The most recognizable hallmark of classic film noir – the corruptible protagonist, driven by greed, lust and ambition into a series of mistakes, each more damning than the last – is embodied in The Square by Ray Yale (David Roberts), who plans to ditch his wife and run away with the lovely Carla (Claire van der Boom), also married.
They’ve concocted a plan (foolproof, they imagine) to torch Carla’s home and make off with her husband’s hidden cash. They’ve even hired an arsonist – a mad dog named Billy (Joel Edgerton) – to do the job right.
If that sounds like a recipe for disaster, you’ve got the idea. Professional stuntman Nash Edgerton, who makes his feature-length directorial debut with The Square, sets this gritty little drama in his native Australia, in the kind of town where disappearances rarely go unnoticed. Here, there are several, as Ray’s best efforts to conceal one accidental murder lead to many more. And yet he remains strangely unflappable, as if a single tactical maneuver, that elusive stroke of genius, can set his universe in order.

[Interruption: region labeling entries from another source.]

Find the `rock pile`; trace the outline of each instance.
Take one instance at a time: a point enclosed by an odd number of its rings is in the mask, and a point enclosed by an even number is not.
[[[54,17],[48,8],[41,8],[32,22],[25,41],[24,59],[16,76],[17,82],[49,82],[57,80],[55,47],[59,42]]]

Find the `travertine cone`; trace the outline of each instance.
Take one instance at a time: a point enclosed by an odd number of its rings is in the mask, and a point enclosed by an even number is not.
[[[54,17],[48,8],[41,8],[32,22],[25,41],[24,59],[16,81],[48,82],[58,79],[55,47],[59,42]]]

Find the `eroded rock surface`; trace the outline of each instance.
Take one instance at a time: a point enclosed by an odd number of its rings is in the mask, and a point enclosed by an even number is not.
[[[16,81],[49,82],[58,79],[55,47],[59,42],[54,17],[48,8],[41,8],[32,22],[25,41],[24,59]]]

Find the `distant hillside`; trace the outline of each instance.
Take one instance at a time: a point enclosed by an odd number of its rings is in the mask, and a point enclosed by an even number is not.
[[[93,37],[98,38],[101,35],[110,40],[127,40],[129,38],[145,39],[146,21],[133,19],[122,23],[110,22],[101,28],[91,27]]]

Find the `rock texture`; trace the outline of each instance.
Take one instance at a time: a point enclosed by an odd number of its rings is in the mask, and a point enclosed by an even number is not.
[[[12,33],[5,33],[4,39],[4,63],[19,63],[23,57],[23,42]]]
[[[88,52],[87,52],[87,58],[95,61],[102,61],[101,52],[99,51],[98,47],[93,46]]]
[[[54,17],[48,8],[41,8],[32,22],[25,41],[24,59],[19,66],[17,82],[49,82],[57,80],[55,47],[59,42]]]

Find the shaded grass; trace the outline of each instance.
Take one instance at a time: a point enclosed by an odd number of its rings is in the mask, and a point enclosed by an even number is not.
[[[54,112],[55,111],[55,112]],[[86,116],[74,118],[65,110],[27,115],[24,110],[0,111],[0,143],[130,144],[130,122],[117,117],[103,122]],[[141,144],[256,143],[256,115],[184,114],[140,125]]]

It’s not to be. If Joel Edgerton’s script, co-written with Matthew Dabner, illustrates anything, it is his fascination with Murphy’s Law, and with a cinematic genre in which fallibility leads, with almost comic precision, to self-destruction. Ray is neither malicious nor a killer at heart. But he’s willing to swim in dangerous waters, and the tide drags him under.
Brothers Nash and Joel Edgerton, whose latest collaboration is a taut portrait of desperation and escalating terror, have been likened in many circles to a young Joel and Ethan Coen, whose own debut, the noir thriller Blood Simple (1984), has more than a little in common with The Square. Based on the evidence, the Edgertons are skillful filmmakers who appreciate the power of a lean, bruising narrative fraught with moral ambiguities and, in this case, too-obvious irony. Where they go from here remains to be seen, but I look forward to finding out.